Field validation of radar systems for monitoring bird migration
1. Advances in information technology are increasing the use of radar as a tool to investigate and monitor bird migration movements. We set up a field campaign to compare and validate outputs from different radar systems. 2. Here we compare the pattern of nocturnal bird migration movements recorded by four different radar systems at a site in southern Sweden. Within the range of the weather radar (WR) Ängelholm, we operated a \"BirdScan\" (BS) dedicated bird radar, a standard marine radar (MR), and a tracking radar (TR). 3. The measures of nightly migration intensities, provided by three of the radars (WR, BS, MR), corresponded well with respect to the relative seasonal course of migration, while absolute migration intensity agreed reasonably only between WR and BS. Flight directions derived from WR, BS and TR corresponded very well, despite very different sample sizes. Estimated mean ground speeds differed among all four systems. The correspondence among systems was highest under clear sky conditions and at high altitudes. 4. Synthesis and applications.

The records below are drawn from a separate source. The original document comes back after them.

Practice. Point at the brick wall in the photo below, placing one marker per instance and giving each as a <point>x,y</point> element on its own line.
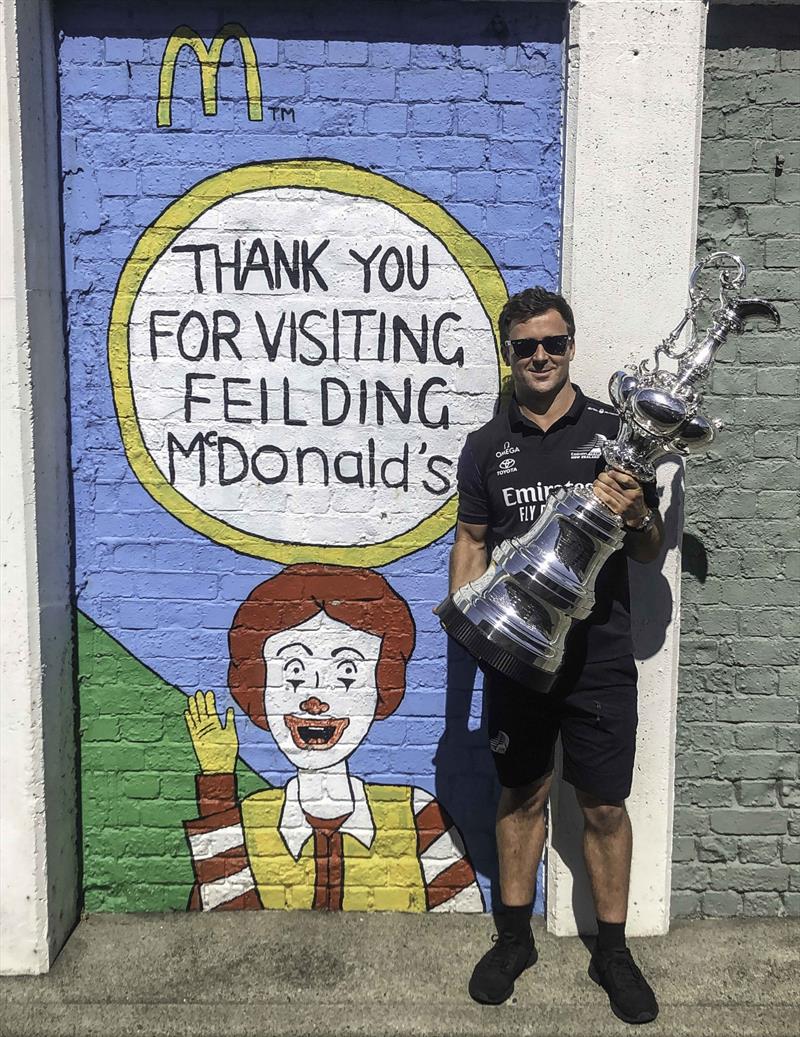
<point>452,113</point>
<point>737,834</point>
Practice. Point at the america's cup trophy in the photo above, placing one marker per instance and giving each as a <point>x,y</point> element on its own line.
<point>517,615</point>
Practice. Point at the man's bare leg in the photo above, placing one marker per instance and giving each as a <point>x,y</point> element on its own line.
<point>521,840</point>
<point>607,847</point>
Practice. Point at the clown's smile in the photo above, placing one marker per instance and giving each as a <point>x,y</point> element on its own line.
<point>312,732</point>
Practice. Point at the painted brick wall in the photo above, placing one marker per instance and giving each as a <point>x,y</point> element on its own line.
<point>457,103</point>
<point>737,842</point>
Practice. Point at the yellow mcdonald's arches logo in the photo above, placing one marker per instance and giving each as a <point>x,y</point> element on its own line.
<point>209,58</point>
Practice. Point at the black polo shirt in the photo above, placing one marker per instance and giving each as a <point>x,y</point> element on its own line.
<point>506,471</point>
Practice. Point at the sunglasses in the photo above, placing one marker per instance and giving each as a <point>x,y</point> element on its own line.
<point>556,345</point>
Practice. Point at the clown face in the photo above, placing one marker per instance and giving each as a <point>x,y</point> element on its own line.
<point>321,695</point>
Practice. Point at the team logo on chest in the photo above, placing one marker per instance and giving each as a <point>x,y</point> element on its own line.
<point>591,449</point>
<point>506,463</point>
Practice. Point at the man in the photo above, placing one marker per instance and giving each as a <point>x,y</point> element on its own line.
<point>549,437</point>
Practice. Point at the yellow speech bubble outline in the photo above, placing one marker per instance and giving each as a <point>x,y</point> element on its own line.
<point>326,174</point>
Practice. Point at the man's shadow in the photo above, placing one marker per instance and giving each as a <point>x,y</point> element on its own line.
<point>465,774</point>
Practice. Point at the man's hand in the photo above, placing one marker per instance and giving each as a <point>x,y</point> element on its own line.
<point>216,746</point>
<point>623,495</point>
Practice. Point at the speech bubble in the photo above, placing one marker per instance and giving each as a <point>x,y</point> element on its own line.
<point>297,352</point>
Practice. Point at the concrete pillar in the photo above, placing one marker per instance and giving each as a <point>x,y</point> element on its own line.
<point>633,120</point>
<point>38,788</point>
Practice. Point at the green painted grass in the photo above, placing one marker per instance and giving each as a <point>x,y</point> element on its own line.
<point>137,780</point>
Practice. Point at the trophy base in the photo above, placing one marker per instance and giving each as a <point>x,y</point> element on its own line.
<point>489,651</point>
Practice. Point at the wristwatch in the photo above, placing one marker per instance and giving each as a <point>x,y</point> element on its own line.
<point>644,525</point>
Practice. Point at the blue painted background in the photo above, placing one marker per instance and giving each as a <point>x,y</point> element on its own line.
<point>461,102</point>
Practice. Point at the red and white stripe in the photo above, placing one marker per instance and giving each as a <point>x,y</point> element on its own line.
<point>449,878</point>
<point>224,880</point>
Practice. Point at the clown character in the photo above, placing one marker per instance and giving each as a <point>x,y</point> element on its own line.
<point>318,653</point>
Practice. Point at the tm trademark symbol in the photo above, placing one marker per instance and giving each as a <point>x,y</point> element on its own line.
<point>280,114</point>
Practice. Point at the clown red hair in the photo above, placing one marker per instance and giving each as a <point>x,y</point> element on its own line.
<point>359,597</point>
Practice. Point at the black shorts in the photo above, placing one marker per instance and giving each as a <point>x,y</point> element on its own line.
<point>594,710</point>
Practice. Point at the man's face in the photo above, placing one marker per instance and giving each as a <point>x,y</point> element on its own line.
<point>321,695</point>
<point>542,374</point>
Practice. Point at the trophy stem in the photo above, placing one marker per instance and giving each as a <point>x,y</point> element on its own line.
<point>516,617</point>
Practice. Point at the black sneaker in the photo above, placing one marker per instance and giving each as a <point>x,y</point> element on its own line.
<point>630,995</point>
<point>493,977</point>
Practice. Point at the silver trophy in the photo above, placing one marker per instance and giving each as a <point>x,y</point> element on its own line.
<point>517,615</point>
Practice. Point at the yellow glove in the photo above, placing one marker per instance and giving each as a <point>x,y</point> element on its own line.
<point>215,745</point>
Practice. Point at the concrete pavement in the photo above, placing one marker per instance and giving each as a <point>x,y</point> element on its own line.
<point>300,974</point>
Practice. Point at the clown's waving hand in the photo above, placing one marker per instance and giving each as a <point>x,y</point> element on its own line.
<point>318,653</point>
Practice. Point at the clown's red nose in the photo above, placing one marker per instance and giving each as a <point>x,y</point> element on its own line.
<point>314,706</point>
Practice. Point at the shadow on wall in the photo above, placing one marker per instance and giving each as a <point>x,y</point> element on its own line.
<point>652,605</point>
<point>465,775</point>
<point>481,23</point>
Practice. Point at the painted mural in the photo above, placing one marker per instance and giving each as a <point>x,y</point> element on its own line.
<point>288,232</point>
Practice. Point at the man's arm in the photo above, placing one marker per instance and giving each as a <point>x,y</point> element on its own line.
<point>468,557</point>
<point>625,497</point>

While different radar systems can provide useful information on nocturnal bird migration, they have distinct strengths and weaknesses, and all require supporting data to allow for species level inference. Weather radars continuously detect avian biomass flows across a wide altitude band, making them a useful tool for monitoring and predictive applications at regional to continental scales that do not rely on resolving individuals. BirdScan and marine radar's strengths are in local and low altitude applications, such as collision risks with man-made structures and airport safety, although marine radars should not be trusted for absolute intensities of movement. In quantifying flight behaviour of individuals, tracking radars are the most informative.